The authors studied 100 COVID+ mild-moderate (44% asymptomatic) patients and found that virus-specific (to spike and non-spike proteins) CD4 and CD8 T cell responses were still present at 6 months after infection. T cell responses were higher with symptomatic disease, with CD4+ T cell responses being twice as frequent as CD8 T cell responses at 6 months. In addition, the predominant response was IL-2 within the CD4+ T cell subset. They also reported a decline in Th1 effector cells over time. Finally, the magnitude of virus-specific T cell responses correlated with peak antibody responses at 6 months.

These results are similar to a recently published similar study of 206 COVID-19+ patients (Sekine et. al., Cell 2020) with mild to severe disease. Their study demonstrated that SARS-CoV-2-specific CD4+ T cells primarily expressed IFN-g, IL-2, and TNF while SARS-CoV-2-specific CD8+ T cells mostly expressed IFN-g; the study also demonstrated that antibody responses tracked closely with virus-specific T cell responses. The current study is smaller, uses slightly less rigorous methods (virus-specific responses are assessed without tetramer-staining assays), and demonstrates similar findings of correlated T cell and antibody responses and adds to the literature, although not necessarily novel data.

Comments:

1. The data does not report correlation with magnitude and duration of SARS-CoV-2 viremia (recent data suggests that patients with severe COVID have prolonged nasopharyngeal viral loads). If viral load data is available, Ct values might be used to correlate with viremia (although acknowledging that these values are not clearly linked to infectivity per se).

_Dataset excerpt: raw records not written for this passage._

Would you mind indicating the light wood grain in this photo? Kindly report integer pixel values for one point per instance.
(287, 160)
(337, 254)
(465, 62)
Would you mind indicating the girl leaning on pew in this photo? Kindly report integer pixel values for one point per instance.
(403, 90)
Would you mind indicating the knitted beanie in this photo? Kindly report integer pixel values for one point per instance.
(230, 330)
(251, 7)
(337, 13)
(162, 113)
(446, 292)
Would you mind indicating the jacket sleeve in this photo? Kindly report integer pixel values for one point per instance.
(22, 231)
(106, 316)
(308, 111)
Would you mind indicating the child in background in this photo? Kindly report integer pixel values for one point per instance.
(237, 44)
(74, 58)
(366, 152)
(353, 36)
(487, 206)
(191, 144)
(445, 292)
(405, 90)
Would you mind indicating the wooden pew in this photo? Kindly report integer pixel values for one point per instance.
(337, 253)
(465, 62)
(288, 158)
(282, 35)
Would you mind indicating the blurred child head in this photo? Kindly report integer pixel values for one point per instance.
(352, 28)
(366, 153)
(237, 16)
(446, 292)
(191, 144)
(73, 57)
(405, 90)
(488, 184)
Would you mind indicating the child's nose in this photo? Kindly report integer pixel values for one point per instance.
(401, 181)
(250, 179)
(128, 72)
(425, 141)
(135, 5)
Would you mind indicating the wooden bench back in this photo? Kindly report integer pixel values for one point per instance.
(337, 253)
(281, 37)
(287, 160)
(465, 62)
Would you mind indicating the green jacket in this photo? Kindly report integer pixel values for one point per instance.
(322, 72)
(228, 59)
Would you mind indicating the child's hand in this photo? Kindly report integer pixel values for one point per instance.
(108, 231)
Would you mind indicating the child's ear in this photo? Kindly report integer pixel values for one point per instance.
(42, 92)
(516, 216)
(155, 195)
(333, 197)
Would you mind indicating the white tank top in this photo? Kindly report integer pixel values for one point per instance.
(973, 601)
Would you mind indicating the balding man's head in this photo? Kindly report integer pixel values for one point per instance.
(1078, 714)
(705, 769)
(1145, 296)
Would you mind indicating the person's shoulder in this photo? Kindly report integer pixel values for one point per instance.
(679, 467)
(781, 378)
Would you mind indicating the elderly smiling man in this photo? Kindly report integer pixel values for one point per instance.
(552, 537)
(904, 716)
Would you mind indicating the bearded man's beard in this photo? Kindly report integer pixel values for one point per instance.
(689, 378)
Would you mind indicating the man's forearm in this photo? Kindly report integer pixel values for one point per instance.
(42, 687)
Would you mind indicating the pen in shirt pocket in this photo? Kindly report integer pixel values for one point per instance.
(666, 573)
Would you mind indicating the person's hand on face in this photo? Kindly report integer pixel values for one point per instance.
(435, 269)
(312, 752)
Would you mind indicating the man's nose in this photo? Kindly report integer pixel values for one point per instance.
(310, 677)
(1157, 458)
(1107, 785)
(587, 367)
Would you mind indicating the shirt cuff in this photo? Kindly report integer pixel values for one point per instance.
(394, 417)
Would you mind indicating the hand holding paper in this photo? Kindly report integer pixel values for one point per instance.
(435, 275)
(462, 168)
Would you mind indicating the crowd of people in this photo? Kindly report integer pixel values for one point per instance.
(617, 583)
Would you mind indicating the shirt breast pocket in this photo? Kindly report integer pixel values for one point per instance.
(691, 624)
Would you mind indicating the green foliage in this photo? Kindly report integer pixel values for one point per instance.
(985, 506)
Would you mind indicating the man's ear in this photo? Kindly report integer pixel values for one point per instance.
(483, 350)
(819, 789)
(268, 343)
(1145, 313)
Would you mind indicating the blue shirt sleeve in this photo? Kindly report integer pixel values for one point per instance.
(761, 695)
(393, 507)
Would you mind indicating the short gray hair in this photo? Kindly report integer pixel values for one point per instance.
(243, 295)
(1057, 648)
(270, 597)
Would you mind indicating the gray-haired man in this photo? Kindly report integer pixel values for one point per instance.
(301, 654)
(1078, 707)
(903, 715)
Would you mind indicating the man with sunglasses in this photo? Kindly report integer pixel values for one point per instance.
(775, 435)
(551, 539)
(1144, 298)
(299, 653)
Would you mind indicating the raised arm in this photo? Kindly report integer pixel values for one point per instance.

2. A very large number of the study participants were not asymptomatic; this calls into question the generalizability of the results, and the paper reports little clinical follow up data. Whether the initial robust T cell responses protected against more severe forms of COVID-19 is unclear.

3. The authors do not appear to have used tetramer-staining to determine SARS-CoV-2 specific responses; this should be included in the Discussion.

4. The authors reported that virus M/N protein-specific T cell responses were equally high as virus spike protein-specific responses. Do the authors think that this might be due to the milder clinical phenotype of their study population?

5. As this paper is not the first to report long-term T cell responses, the second sentence of the Discussion should be revised and comparisons to previously reported paper(s) should be given.